Mirino 29/12/2006 11:09

Peut on ainsi comparer la France à l’Allemagne ?L’Allemagne a investi massivement en sa réunification payée aussi par leur politique monétaire imposée pré euro (franc fort). Elle est ainsi située d’en tirer bénéfice, et elle n’a toujours pas la casse tête trop importante de défense nationale. Le BCE est aussi chez elle. C’est donc naturel que l’on joue les taux d’intérêt d’abord à sa faveur. (Charity begins at home).

 La France souffre c’est vrai d’au moins 30 ans de quémander et d’amadouer les syndicats à sa perte. Elle souffre des 35 heures et d’autres droits acquis irréversibles.
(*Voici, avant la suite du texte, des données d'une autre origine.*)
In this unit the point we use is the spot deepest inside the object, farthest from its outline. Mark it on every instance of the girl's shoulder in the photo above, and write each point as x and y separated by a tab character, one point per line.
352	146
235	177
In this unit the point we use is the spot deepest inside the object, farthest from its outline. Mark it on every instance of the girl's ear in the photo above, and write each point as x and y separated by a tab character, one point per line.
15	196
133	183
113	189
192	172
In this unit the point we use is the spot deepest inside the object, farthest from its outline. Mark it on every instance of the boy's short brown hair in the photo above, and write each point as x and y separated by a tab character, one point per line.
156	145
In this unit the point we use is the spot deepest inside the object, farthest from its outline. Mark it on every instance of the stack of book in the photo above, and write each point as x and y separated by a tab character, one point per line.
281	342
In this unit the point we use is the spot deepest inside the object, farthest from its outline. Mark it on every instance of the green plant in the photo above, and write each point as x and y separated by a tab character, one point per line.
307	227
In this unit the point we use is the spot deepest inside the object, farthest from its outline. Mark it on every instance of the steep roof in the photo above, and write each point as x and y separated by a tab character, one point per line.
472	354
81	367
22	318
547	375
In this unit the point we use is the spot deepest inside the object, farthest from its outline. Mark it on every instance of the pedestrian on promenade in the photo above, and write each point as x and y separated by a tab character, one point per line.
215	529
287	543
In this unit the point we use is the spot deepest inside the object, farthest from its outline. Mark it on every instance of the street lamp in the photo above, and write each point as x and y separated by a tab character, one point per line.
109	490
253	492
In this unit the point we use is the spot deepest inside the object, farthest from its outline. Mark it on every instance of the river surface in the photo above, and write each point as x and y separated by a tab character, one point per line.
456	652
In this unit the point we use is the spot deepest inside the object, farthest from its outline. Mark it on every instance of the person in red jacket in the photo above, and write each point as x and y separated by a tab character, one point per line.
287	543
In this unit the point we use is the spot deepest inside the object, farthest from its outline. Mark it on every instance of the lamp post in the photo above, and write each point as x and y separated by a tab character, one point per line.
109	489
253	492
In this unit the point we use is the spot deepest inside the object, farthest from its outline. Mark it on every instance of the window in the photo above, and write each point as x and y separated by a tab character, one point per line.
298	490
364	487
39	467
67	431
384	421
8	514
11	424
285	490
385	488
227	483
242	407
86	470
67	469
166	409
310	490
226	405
Elle souffre de fait que l’on a belle et bien ôté l’incitation de travailler et d’investir.La France dépend aussi sur son tourisme plus que l’Allemagne. Evidemment un euro fort découragent les touristes anglo-saxons. Le TVA totalement injuste qui doivent accommoder les restaurateurs en France n’apporte pas un trop plein de clients ni aide à réduire le taux de chômage non plus. Inutile aussi à comparer la réputation de la cuisine française et son importance avec celle de l’Allemagne. Le fait que l’on demande et redemande une base de TVA dans ce domaine, est bien évidemment pour une très bonne raison bien justifiée.A cause de sa situation géographique l’exportation outre mer est naturellement plus importante pour la France que ce soit le cas pour l’Allemagne. Un euro trop fort n’y arrange rien là non plus.

 En tous cas et comme j’ai déjà fait allusion, la responsabilité énorme de la politique monétaire européenne ne justifie aucunement une telle constitution accordant une monopole d’un seul gérant d’une seule banque d’un seul pays sur les décisions qui la concernent. Ce n’a pas de sens cohérent et c’est contre le principe de la démocratie dont l’Europe devrait être fondée dans tous les égards.Si la continuation de cette politique monétaire contribue à rendre encore pire la situation financière aux EU, tout le monde en souffrira par conséquence. Tel est le monde de finance d’aujourd’hui, un peu comme le jeu de dominos. Et si les pays pétroliers décident en masse d’opter pour l’euro au lieu du dollar comme devis de commerce, les conséquences pourraient être catastrophiques pour le monde entier. C’est ce genre de considération qui détermine la responsabilité qui pèse sur les épaules d’un Mr. Trichet dont on se demande sérieusement si il a assez de carrure.

Charles 29/12/2006 11:01

L'Allemagne est un pays pragmatique qui sait se réformer. Leur chance, c'est d'avoir des syndicats constructifs, réalistes et non pas des syndicats archaïques et nourris au marxisme comme la CGT ou SUD. Contrairement à la consternante gauche française, la gauche allemande est sociale-démocrate et entièrement convertie à l'économie de marché. Contrairement aux socialistes français, les socio-démocrates allemands ont définitivement cessé de se mentir à eux-mêmes et de nier les évidences; ils adoptent sans état d'âme les solutions qui marchent pour le plus grand bien de leurs compatriotes.Comme l'Allemagne, la France pourra enfin décoller lorsque les français seront libérés du bourrage de crâne anti-libéral orchestré par quelques officines d'extrême-gauche et abondamment relayé par les medias.